Veovius:  I'm not sure exactly how many courses the Academy runs a year, I think it varies between 5-8 depending on a number of factors.  Of note, most courses are not max loaded and even then, most do not graduate all the candidates who commence.


----------



## MPwannabe (2 Dec 2010)

What's the reason for them failing the course? Is the course load difficult to pass, test-wise?


----------



## Cdnleaf (2 Dec 2010)

garb811 said:
			
		

> The fact that your friend feels the need to bring up the fact he is a MP, makes him a tool whether he has a badge or not.



 :rofl:  Best quote this week / thanks.


----------



## garb811 (2 Dec 2010)

People don't complete for a variety of reasons.  Some fail for academics, some for practical.  Some get injured, some quit.


----------



## MPwannabe (2 Dec 2010)

Nothing out of the ordinary then. The only ones I pity are those who get injured on course.


----------



## garb811 (2 Dec 2010)

Why? You get injured on course, chances are you'll be put on hold to heal, then put on the next course.  You fail, or quit, you're done.  If you're "lucky" you'll be offered a occupational transfer.


----------



## MPwannabe (2 Dec 2010)

I meant that I have no sympathy to those who don't have the testicular fortitude to complete the course. It just sucks for those who are competent, but are hurt and have to be held back for a short period of time.


----------



## Nauticus (2 Dec 2010)

MPwannabe said:
			
		

> I meant that I have no sympathy to those who don't have the testicular fortitude to complete the course. It just sucks for those who are competent, but are hurt and have to be held back for a short period of time.

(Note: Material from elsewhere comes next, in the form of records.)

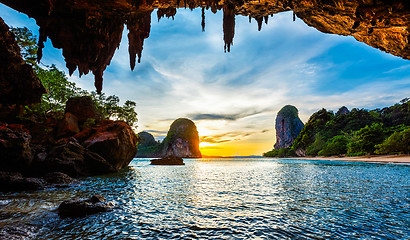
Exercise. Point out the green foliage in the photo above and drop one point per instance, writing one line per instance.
(335, 146)
(398, 142)
(59, 89)
(27, 42)
(365, 139)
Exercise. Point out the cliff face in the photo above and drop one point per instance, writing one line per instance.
(90, 31)
(18, 83)
(288, 126)
(147, 146)
(182, 140)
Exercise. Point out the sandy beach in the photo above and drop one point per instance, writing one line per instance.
(373, 158)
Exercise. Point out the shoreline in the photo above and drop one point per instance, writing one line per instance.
(370, 159)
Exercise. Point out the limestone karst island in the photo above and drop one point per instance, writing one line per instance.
(232, 119)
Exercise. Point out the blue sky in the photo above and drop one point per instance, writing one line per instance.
(234, 97)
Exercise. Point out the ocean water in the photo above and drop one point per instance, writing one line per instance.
(253, 198)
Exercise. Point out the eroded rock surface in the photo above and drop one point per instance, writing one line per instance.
(288, 126)
(182, 140)
(82, 207)
(18, 83)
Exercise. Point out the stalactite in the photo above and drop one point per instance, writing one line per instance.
(203, 20)
(41, 39)
(228, 25)
(139, 27)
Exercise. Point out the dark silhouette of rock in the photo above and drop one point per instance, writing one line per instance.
(115, 141)
(12, 181)
(82, 207)
(83, 108)
(68, 126)
(72, 158)
(288, 126)
(182, 140)
(170, 160)
(18, 83)
(343, 110)
(15, 151)
(58, 178)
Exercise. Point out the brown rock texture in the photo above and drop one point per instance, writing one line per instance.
(15, 151)
(115, 141)
(182, 140)
(90, 31)
(18, 83)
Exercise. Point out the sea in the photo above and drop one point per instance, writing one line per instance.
(247, 198)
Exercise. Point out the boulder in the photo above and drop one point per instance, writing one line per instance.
(72, 158)
(12, 181)
(82, 207)
(170, 160)
(182, 140)
(15, 151)
(68, 126)
(115, 141)
(288, 126)
(58, 178)
(83, 108)
(147, 146)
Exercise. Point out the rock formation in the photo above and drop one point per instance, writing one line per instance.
(288, 126)
(381, 24)
(18, 83)
(182, 140)
(147, 146)
(170, 160)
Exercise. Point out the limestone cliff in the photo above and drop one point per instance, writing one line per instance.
(182, 140)
(147, 146)
(18, 83)
(288, 126)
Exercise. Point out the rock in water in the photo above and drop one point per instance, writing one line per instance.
(147, 146)
(83, 207)
(170, 160)
(288, 126)
(182, 140)
(115, 141)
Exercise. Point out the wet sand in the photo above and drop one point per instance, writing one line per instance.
(373, 158)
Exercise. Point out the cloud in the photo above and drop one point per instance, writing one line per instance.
(229, 117)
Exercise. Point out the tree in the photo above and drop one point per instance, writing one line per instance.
(59, 89)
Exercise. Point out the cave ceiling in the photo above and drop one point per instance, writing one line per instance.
(90, 31)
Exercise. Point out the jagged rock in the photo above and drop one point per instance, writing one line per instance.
(18, 83)
(115, 141)
(83, 108)
(68, 126)
(288, 126)
(147, 146)
(12, 181)
(182, 140)
(82, 207)
(15, 151)
(170, 160)
(343, 110)
(72, 158)
(58, 178)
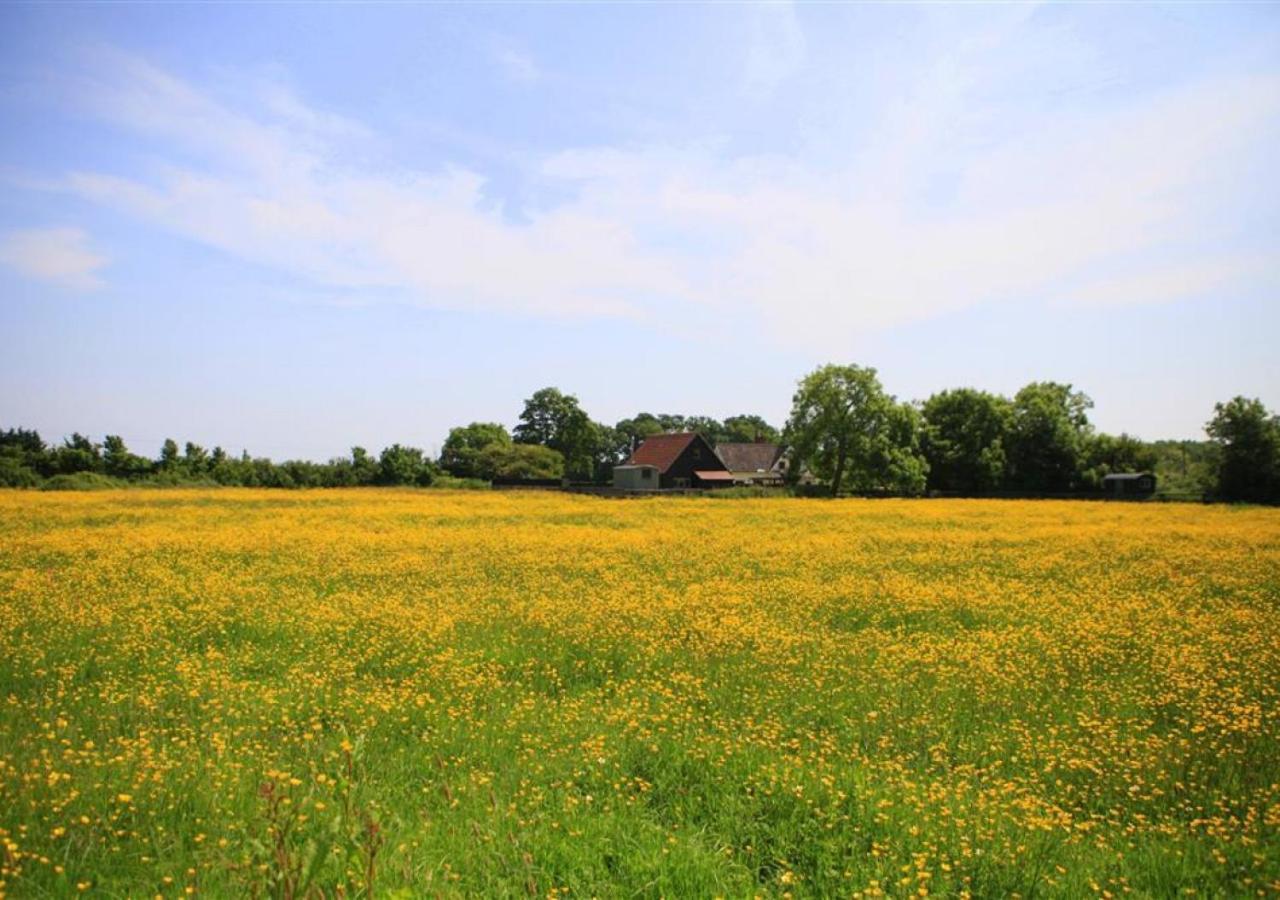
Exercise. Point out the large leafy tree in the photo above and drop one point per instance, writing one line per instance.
(119, 462)
(405, 465)
(964, 439)
(850, 433)
(1248, 437)
(458, 456)
(1048, 437)
(554, 419)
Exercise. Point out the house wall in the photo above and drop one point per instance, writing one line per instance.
(696, 455)
(632, 478)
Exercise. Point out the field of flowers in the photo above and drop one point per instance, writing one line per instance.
(424, 693)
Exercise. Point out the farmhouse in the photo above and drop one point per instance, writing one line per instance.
(672, 461)
(757, 462)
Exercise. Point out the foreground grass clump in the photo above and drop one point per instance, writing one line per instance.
(421, 693)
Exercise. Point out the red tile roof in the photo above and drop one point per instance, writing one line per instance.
(661, 450)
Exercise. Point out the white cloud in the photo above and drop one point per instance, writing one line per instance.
(776, 46)
(1041, 209)
(515, 64)
(56, 255)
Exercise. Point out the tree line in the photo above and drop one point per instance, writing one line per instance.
(845, 432)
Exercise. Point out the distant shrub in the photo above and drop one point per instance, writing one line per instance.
(81, 482)
(13, 474)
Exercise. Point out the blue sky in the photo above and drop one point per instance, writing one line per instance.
(295, 228)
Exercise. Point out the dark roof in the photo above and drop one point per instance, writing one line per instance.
(757, 456)
(661, 450)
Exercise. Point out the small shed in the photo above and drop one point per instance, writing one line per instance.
(635, 476)
(682, 461)
(1129, 484)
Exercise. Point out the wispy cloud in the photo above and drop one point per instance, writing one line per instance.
(776, 46)
(59, 255)
(1066, 205)
(515, 64)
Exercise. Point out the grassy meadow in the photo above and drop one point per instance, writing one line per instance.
(382, 693)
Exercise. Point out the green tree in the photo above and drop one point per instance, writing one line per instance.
(458, 455)
(195, 458)
(1248, 438)
(405, 465)
(964, 439)
(554, 419)
(850, 433)
(119, 462)
(169, 455)
(1048, 437)
(364, 467)
(24, 451)
(77, 455)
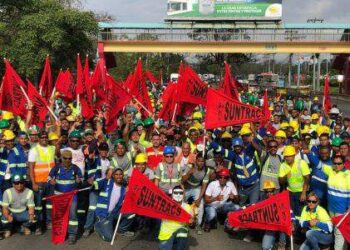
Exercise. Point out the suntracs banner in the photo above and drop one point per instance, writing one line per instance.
(225, 9)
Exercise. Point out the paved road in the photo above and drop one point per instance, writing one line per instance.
(216, 239)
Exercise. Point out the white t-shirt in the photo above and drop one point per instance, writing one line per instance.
(214, 189)
(114, 197)
(78, 158)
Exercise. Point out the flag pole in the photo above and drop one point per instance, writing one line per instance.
(116, 228)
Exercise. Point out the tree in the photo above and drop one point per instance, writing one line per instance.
(44, 27)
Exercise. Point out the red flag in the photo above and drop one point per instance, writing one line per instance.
(144, 198)
(191, 87)
(344, 227)
(45, 84)
(271, 214)
(12, 97)
(327, 103)
(60, 214)
(229, 86)
(117, 99)
(138, 89)
(151, 77)
(40, 105)
(223, 111)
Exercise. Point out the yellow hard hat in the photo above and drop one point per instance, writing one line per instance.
(53, 136)
(269, 185)
(281, 133)
(289, 151)
(8, 135)
(294, 124)
(197, 115)
(315, 116)
(245, 131)
(7, 115)
(284, 125)
(141, 158)
(226, 135)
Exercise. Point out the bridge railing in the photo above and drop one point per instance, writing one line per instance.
(253, 35)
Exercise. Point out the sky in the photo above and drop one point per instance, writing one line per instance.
(333, 11)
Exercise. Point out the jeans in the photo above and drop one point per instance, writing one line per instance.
(169, 244)
(314, 237)
(193, 193)
(104, 226)
(211, 212)
(44, 190)
(90, 218)
(253, 193)
(22, 217)
(270, 237)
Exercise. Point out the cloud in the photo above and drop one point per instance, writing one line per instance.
(334, 11)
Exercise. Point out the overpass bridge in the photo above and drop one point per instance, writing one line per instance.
(224, 38)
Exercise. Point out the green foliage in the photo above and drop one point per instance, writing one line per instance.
(33, 29)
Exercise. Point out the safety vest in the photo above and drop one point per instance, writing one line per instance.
(43, 163)
(168, 227)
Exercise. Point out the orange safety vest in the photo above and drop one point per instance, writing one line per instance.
(43, 163)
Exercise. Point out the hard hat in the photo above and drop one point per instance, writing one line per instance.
(269, 185)
(53, 136)
(197, 116)
(289, 151)
(4, 124)
(148, 122)
(315, 116)
(281, 133)
(8, 135)
(334, 111)
(284, 125)
(141, 158)
(237, 142)
(224, 172)
(7, 115)
(226, 135)
(336, 141)
(169, 150)
(245, 131)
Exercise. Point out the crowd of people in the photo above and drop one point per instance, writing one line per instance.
(209, 172)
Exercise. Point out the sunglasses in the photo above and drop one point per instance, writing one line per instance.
(311, 202)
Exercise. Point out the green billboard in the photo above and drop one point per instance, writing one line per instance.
(224, 9)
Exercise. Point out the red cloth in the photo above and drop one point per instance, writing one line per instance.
(153, 158)
(344, 227)
(60, 214)
(223, 111)
(144, 198)
(271, 214)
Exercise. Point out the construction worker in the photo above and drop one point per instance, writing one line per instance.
(110, 199)
(168, 173)
(219, 197)
(41, 160)
(295, 174)
(269, 238)
(338, 184)
(316, 222)
(195, 180)
(18, 206)
(65, 178)
(173, 232)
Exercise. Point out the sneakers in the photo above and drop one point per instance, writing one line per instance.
(127, 234)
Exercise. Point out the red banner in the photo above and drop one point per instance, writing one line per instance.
(144, 198)
(191, 87)
(223, 111)
(344, 227)
(39, 110)
(60, 214)
(271, 214)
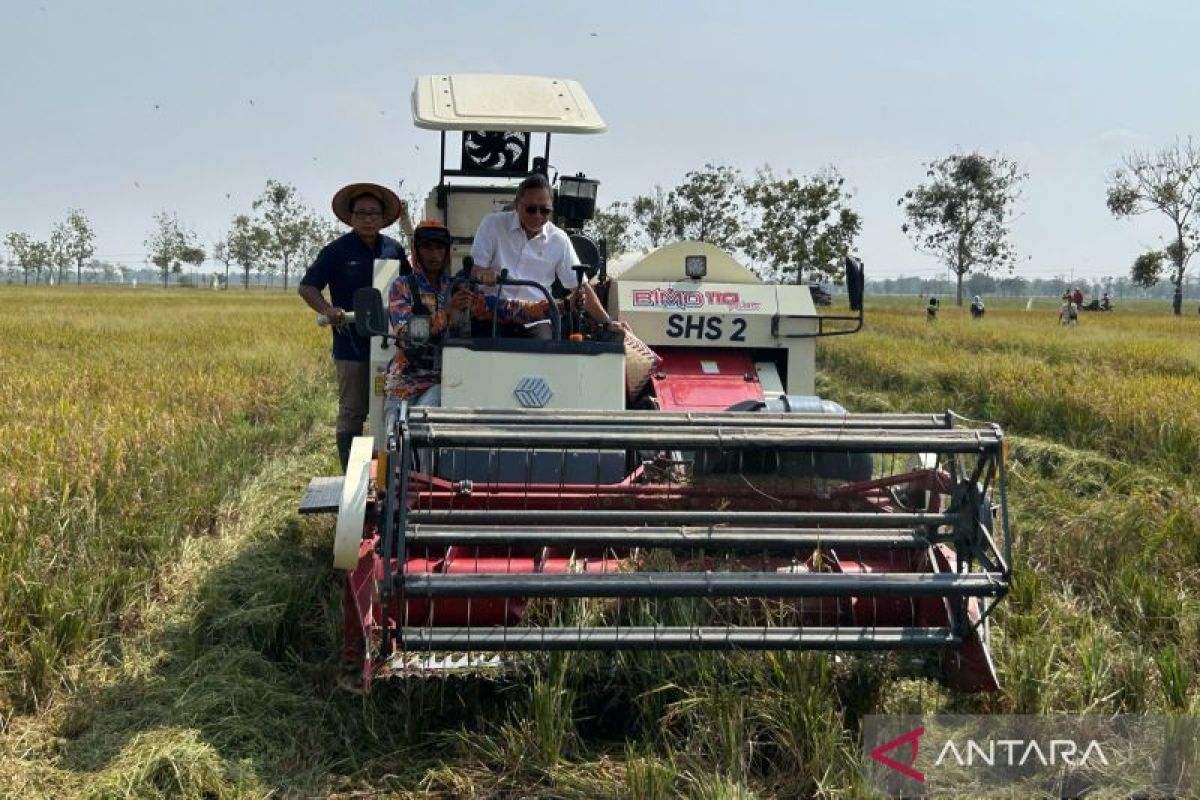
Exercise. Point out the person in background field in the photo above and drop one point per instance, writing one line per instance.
(977, 308)
(346, 265)
(531, 247)
(414, 373)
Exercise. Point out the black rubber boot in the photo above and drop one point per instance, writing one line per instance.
(343, 447)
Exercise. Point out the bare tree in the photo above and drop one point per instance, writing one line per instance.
(707, 205)
(1167, 181)
(75, 241)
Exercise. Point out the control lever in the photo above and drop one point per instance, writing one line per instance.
(577, 312)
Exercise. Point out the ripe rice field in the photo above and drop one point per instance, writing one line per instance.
(169, 627)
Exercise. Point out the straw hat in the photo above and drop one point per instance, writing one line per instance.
(388, 199)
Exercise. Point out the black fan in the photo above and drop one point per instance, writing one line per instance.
(495, 151)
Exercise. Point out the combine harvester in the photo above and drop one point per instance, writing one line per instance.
(709, 501)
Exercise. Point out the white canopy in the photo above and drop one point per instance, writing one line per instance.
(491, 102)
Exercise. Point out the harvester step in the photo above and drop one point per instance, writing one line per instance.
(676, 638)
(705, 584)
(322, 495)
(673, 537)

Don't speak too soon. You haven't completed the course, and it isn't necessarily "testicular fortitude" that determines a pass or a fail.


----------



## MPwannabe (2 Dec 2010)

You're right, I'll shut my trap before it gets me into trouble!


----------



## Dissident (2 Dec 2010)

I need a little more details from the OP.

We have had, in my reserve platoon, members who have joined and immediately started to publicly identify themselves as MPs to peers and friends. Imagine sitting in a crim class and having some below average guy spouting off:"In my experience/job as an MP..." All the while the guy barely got sworn in. Once we hear about this, they get some counseling. Mind you, recruits are warned at the start that if they wanted to talk about it they are supposed to refer to themselves as recruits in an MP unit. Some people are slow learners.

To be fair, I do love being a reserve MP and I am proud of it. Since a lot of people somehow get the idea that I am either military or LEO (dunno, must be the haircut or something  ) it does come up quite a bit. I love doing PR and selling people on the CF and the job. If I can steer someone into a rewarding part or full time occupation in the CF, it makes me happy.

But yeah, when someones whole sense of self and belonging rest with their short time in the military, it usually is a sign of deeper social issues. We really need to be careful about who we recruit. Which makes the MPAC mandatory for the reserves to stay in a real fucking good idea in my not so humble opinion. Some people can make a great contribution to Canada, just not wearing the red beret.

So, to wrap this up: Tell your acquaintance to cease and desist, for his own good. If he does not, feel free to send me a private message with his name and general location and I will make sure someone has a more direct conversation with him. Nothing career ending, just some mentoring. 

Regards,


----------